“I’m sorry – but there’s a problem with your baby’s heart”
We were expecting baby number 3 to complete our family. Ten minutes earlier, I had been mentally decorating a shared bedroom for my two little girls. Suddenly I was facing the agonising wait to find out what was wrong with the heart of my third child.
We were told that our baby girl had Truncus Arteriosus, a defect in which a single blood vessel comes out of the right and left ventricles, instead of the normal two vessels (pulmonary artery and aorta).
It was terrifying but there was hope. I would deliver our baby at Liverpool Women’s Unit where she would undergo surgery on delivery. I spent a week researching her condition and the operation, and began to feel more positive. I had a long list of questions to ask the pediatrician when I next saw him –questions I would never get to ask.
One week later, the scan images were clearer. Our baby didn’t have Truncus Arteriosus – she had an Interrupted Aortic Arch (type B) and her aorta was far too narrow to provide enough blood for her body. She also had a VSD (hole in her heart) which was so big that it would be impossible to close. She would require two open heart surgeries, spend her first 6 months of life in hospital and have a third surgery before she was 5 years old. Even then, there was only a 50-70% chance of her surviving. She needed a miracle if she was going to make it to her teens.
On leaving the hospital that day, I could feel my precious little girl moving around inside me. I had never been so distraught in all my life. A decision had to be made.
We decided to seek a second opinion.
A few days later we were on our way to another fetal ECHO scan. The second team did agree with the majority of the first diagnosis and prognosis – but with one significant difference to the treatment plan. Once she was born, the plan would be to insert an IV of Prostin which would keep her arterial duct open, thus allowing blood to flow to the lower half of her body until her operation. She would need surgery as soon as possible and they planned to use a Gore-Tex patch to close the VSD. All in all, they expected her to be in hospital for no more than 3 weeks.
And, most importantly to me, our baby would have a physically normal life.
There was still a 5% chance that she wouldn’t survive surgery, but, if she did survive she would be left with a much better quality of life. We had been offered hope – and we grasped it with both hands.
On the 22nd August, Martha Grace arrived into this world screaming and weighing in at 6lb 1oz.

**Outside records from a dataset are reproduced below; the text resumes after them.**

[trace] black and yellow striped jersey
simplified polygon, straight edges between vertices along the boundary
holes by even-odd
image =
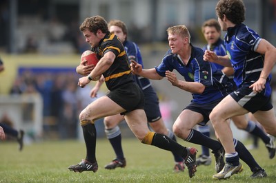
[[[125,49],[121,42],[114,34],[108,32],[99,42],[99,47],[92,48],[101,58],[108,52],[112,52],[116,55],[114,63],[103,75],[106,84],[110,91],[124,83],[133,82],[133,76],[130,72],[130,66]]]

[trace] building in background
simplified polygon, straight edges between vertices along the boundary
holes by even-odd
[[[246,25],[276,44],[276,3],[244,0]],[[216,18],[217,0],[2,0],[0,1],[0,47],[18,54],[81,52],[79,24],[99,14],[118,19],[138,43],[166,41],[168,27],[185,24],[195,42],[203,42],[200,26]],[[273,41],[274,40],[274,41]]]

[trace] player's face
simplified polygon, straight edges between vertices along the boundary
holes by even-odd
[[[181,49],[187,40],[187,38],[182,38],[177,34],[168,34],[168,45],[172,50],[173,54],[178,54],[180,52]]]
[[[124,34],[123,30],[121,30],[121,28],[116,25],[112,25],[109,28],[109,31],[111,33],[115,34],[122,43],[124,43],[126,41],[126,35]]]
[[[220,37],[220,32],[218,32],[215,27],[205,27],[204,34],[208,45],[215,44]]]
[[[226,23],[220,18],[217,18],[217,21],[219,23],[220,27],[221,28],[221,30],[226,31],[227,30]]]
[[[98,36],[98,33],[95,34],[88,29],[86,29],[82,33],[86,37],[86,42],[88,43],[92,47],[96,47],[99,45],[101,38]]]

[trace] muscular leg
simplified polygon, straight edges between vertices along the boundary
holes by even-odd
[[[151,128],[153,129],[154,131],[158,133],[164,134],[167,136],[170,139],[176,141],[176,138],[175,134],[173,134],[172,131],[167,129],[165,126],[163,118],[159,118],[158,120],[149,122]],[[182,157],[172,153],[172,155],[175,158],[175,162],[183,162],[184,160]]]

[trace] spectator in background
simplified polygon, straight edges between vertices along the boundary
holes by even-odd
[[[17,131],[14,129],[12,127],[12,121],[8,117],[7,114],[4,114],[0,119],[0,127],[3,128],[5,134],[15,138],[19,144],[19,151],[22,151],[23,147],[23,139],[24,131],[23,130]]]
[[[3,63],[0,58],[0,72],[3,72],[5,69]],[[0,120],[0,138],[3,140],[6,138],[5,133],[11,136],[15,137],[19,144],[19,151],[23,149],[23,138],[24,131],[14,129],[11,125],[12,125],[12,120],[8,116],[7,114],[4,114],[2,118]]]

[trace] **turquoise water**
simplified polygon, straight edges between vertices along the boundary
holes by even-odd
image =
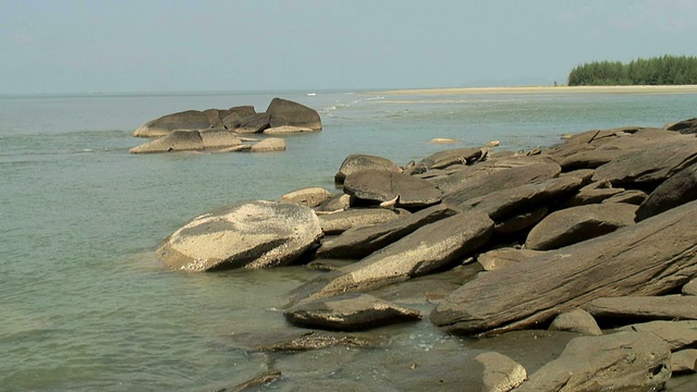
[[[325,130],[288,136],[278,154],[129,154],[145,142],[130,133],[164,113],[261,111],[277,96],[317,109]],[[354,152],[404,164],[494,139],[530,149],[696,110],[694,94],[0,96],[0,390],[209,391],[256,375],[266,358],[231,334],[283,328],[279,306],[314,272],[164,270],[157,244],[207,210],[310,185],[335,191],[333,174]],[[461,143],[428,143],[436,137]],[[401,333],[411,332],[394,330],[404,347]]]

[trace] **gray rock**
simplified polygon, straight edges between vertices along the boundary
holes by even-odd
[[[270,115],[270,127],[290,125],[313,131],[322,128],[321,119],[315,109],[286,99],[273,98],[266,112]]]
[[[172,269],[206,271],[292,264],[321,236],[304,206],[243,201],[194,218],[167,237],[157,256]]]
[[[596,319],[584,309],[564,311],[554,318],[549,329],[551,331],[576,332],[589,336],[599,336],[602,334]]]
[[[136,137],[161,137],[169,135],[172,131],[183,130],[206,130],[211,126],[208,117],[198,110],[187,110],[183,112],[162,115],[159,119],[148,121],[133,132]]]
[[[697,321],[650,321],[619,328],[617,331],[648,332],[662,339],[671,351],[693,347],[697,343]]]
[[[302,302],[283,311],[283,316],[295,326],[341,331],[366,330],[421,318],[416,309],[368,294],[346,294]]]
[[[331,193],[322,187],[309,186],[296,189],[279,198],[279,201],[293,203],[306,207],[317,207],[331,198]]]
[[[670,356],[650,333],[576,338],[516,391],[659,391],[671,377]]]
[[[198,131],[172,131],[168,135],[133,147],[131,154],[194,151],[204,149]]]
[[[325,234],[341,234],[348,229],[387,223],[409,215],[403,209],[350,208],[335,213],[320,215],[319,222]]]
[[[381,170],[362,170],[344,180],[344,193],[358,205],[394,199],[395,207],[420,209],[440,203],[441,192],[430,182],[412,175]]]
[[[636,221],[697,200],[697,163],[678,171],[659,185],[636,211]]]
[[[472,255],[493,232],[484,213],[457,213],[427,224],[339,271],[298,287],[295,299],[376,290],[430,273]]]
[[[586,306],[596,318],[629,320],[697,320],[697,297],[692,295],[621,296],[597,298]]]
[[[252,146],[252,152],[285,151],[285,140],[280,137],[269,137]]]
[[[417,229],[451,217],[460,210],[441,204],[387,223],[355,226],[328,240],[317,249],[318,258],[363,258]]]
[[[364,154],[353,154],[346,157],[346,159],[341,163],[339,171],[334,174],[334,181],[343,184],[348,174],[362,170],[382,170],[393,173],[402,172],[402,168],[387,158]]]
[[[530,230],[525,247],[557,249],[634,224],[636,206],[600,204],[571,207],[550,213]]]

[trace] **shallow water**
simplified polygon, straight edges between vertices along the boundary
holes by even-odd
[[[0,96],[0,390],[207,391],[267,366],[231,334],[283,328],[289,291],[317,272],[164,270],[155,247],[194,216],[304,186],[337,191],[333,174],[354,152],[404,164],[494,139],[500,149],[530,149],[570,132],[662,126],[697,108],[697,95],[317,93]],[[320,111],[325,130],[288,136],[279,154],[129,154],[145,142],[130,133],[154,118],[239,105],[262,111],[276,96]],[[461,143],[428,143],[436,137]],[[463,344],[427,320],[383,331],[388,351]],[[284,373],[331,353],[282,359]],[[317,373],[360,385],[368,368]]]

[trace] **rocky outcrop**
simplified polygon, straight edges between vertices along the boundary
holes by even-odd
[[[319,219],[307,207],[246,201],[194,218],[162,242],[157,256],[182,271],[278,267],[320,236]]]

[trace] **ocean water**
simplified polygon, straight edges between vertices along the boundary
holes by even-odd
[[[305,93],[0,96],[0,391],[211,391],[257,375],[269,358],[233,336],[285,328],[279,307],[316,272],[172,272],[154,249],[215,208],[305,186],[340,192],[333,174],[350,154],[404,164],[494,139],[531,149],[565,133],[697,115],[695,94]],[[129,154],[146,142],[130,133],[148,120],[239,105],[262,111],[273,97],[317,109],[325,130],[285,137],[284,152]],[[460,143],[429,144],[436,137]],[[443,339],[428,320],[387,331],[395,350]],[[381,360],[375,351],[354,355]],[[369,378],[362,371],[343,377],[360,382]]]

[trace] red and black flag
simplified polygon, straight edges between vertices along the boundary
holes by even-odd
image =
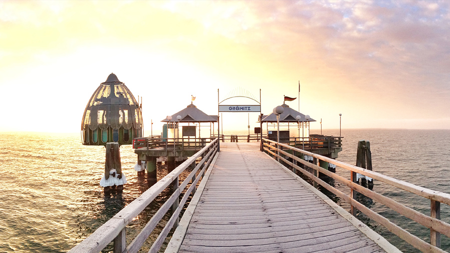
[[[287,96],[284,96],[284,101],[285,102],[286,101],[292,101],[293,100],[296,100],[296,98],[290,98]]]

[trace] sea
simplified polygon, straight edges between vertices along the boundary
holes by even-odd
[[[338,136],[339,131],[324,130],[322,134]],[[355,164],[358,141],[368,140],[374,171],[450,193],[450,130],[344,129],[341,135],[343,150],[338,160]],[[134,170],[137,156],[132,146],[122,146],[120,155],[127,184],[122,192],[105,194],[99,185],[104,173],[104,147],[82,145],[78,134],[0,132],[0,252],[66,252],[148,189],[146,179]],[[164,163],[158,170],[158,179],[168,172]],[[350,178],[346,170],[338,167],[336,173]],[[331,184],[350,192],[339,182]],[[350,210],[342,200],[321,190]],[[376,180],[372,190],[430,215],[429,200]],[[127,227],[127,244],[168,195],[163,192]],[[430,241],[429,229],[364,196],[358,200]],[[404,252],[419,252],[364,214],[358,217]],[[445,204],[441,206],[441,220],[450,223],[450,208]],[[152,236],[142,252],[148,250]],[[442,248],[450,252],[450,240],[444,236],[442,240]],[[111,250],[112,244],[104,252]]]

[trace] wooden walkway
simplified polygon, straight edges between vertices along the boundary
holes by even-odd
[[[204,186],[199,187],[197,194],[202,190],[201,196],[196,194],[186,210],[192,217],[184,217],[174,235],[174,240],[182,242],[179,252],[396,251],[260,152],[259,144],[220,143],[220,154],[205,176],[206,184],[202,181]]]

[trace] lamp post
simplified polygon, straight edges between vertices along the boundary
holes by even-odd
[[[167,142],[168,142],[168,130],[170,126],[170,120],[172,120],[172,116],[169,115],[167,116],[167,120],[169,121],[168,128],[167,128]],[[174,154],[175,154],[175,128],[174,128]]]
[[[275,115],[276,116],[276,145],[278,149],[280,149],[280,114],[282,114],[284,111],[284,108],[281,106],[278,106],[275,108],[274,108],[272,111]],[[276,158],[277,160],[278,160],[278,162],[280,162],[280,150],[277,150],[276,152],[278,154],[278,156]]]
[[[180,120],[181,120],[181,119],[182,116],[176,116],[176,120],[178,120],[178,126],[176,126],[176,138],[178,139],[180,139]]]

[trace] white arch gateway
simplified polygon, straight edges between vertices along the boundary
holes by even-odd
[[[262,114],[261,114],[261,89],[260,89],[259,101],[258,101],[256,96],[254,96],[253,94],[250,93],[246,90],[242,88],[237,88],[231,90],[230,92],[228,92],[226,95],[225,98],[222,100],[220,100],[219,89],[217,90],[217,95],[218,111],[218,122],[219,125],[219,129],[218,129],[218,130],[219,130],[218,133],[218,134],[220,134],[220,122],[218,120],[220,120],[220,112],[259,112],[259,117],[260,118],[260,116],[262,116]],[[248,100],[250,100],[251,102],[248,104],[226,104],[225,102],[227,100],[235,98],[248,98]],[[260,131],[262,128],[262,123],[260,123]],[[250,126],[249,124],[249,130],[250,128]],[[222,131],[223,132],[223,129],[222,130]],[[260,133],[261,132],[260,132]],[[262,135],[261,137],[262,137]]]

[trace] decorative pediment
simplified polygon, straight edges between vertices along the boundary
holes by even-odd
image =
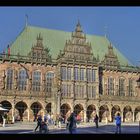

After four days, she was transferred to Great Ormond Street Hospital for a 7-hour long surgery and,just 18 days later, Martha was on her way home.
However, our ordeal wasn’t over. Due to the size and position of her VSD, Martha Grace would undergo another operation at 12 weeks old. Complications from that operation would see her fitted with a pacemaker at 14 weeks old before having another open heart surgery at 4 months old. A 10-day stay turned in to a 10-week admission with Martha Grace spending her first ever Christmas in hospital.
As the New Year arrived, Martha began making big leaps of recovery. We managed to wean her off CPAP support and she became much better at tolerating feeds. After seven long weeks, she was moved out of intensive care and, on the 22nd of January, we finally brought her home, ten weeks after we brought her in.
Monthly check-ups became three-monthly appointments and then we were given a six-month reprieve.
But in March 2015, we were given the devastating news that the obstruction to her left Ventricular Outflow Tract was worsening and we were potentially looking at Open Heart Surgery Number 4.
Fearing another long term admission, we planned for every worst case scenario…but Martha Grace is a little fighter! Less than 7 hours after coming out of theatre and she was extubated. Two days after her operation she was moved out of Intensive Care and on to the ward. Martha Grace was served her eviction notice five days after surgery and was home in time for her big sister’s 4th birthday.
Martha will face many more operations in the future, her pacemaker needs replacing before the summer – but when I see her enjoying a cup of Babycino in our favourite cafe, or pushing a toy trolley around Hamleys with her big sister…I know that Martha enjoys a great quality of life. That is all I want for her.
We know that if Martha Grace’s heart problem had not been detected during our 20 week scan, she would not be here today.
She came in to the world with a great pair of lungs and, to the outside world, looked perfectly healthy. If she’d been born at our local hospital we would have taken her home and she would not have survived. Even if her condition had been picked up before we left hospital, there would not have been enough time to search out the best treatment and she would have passed away.
Prenatal detection saved Martha’s life. Thanks to the skills of our sonographer, Sioned, who detected Martha’s defect, we have our beautiful little girl. There are no words to thank her.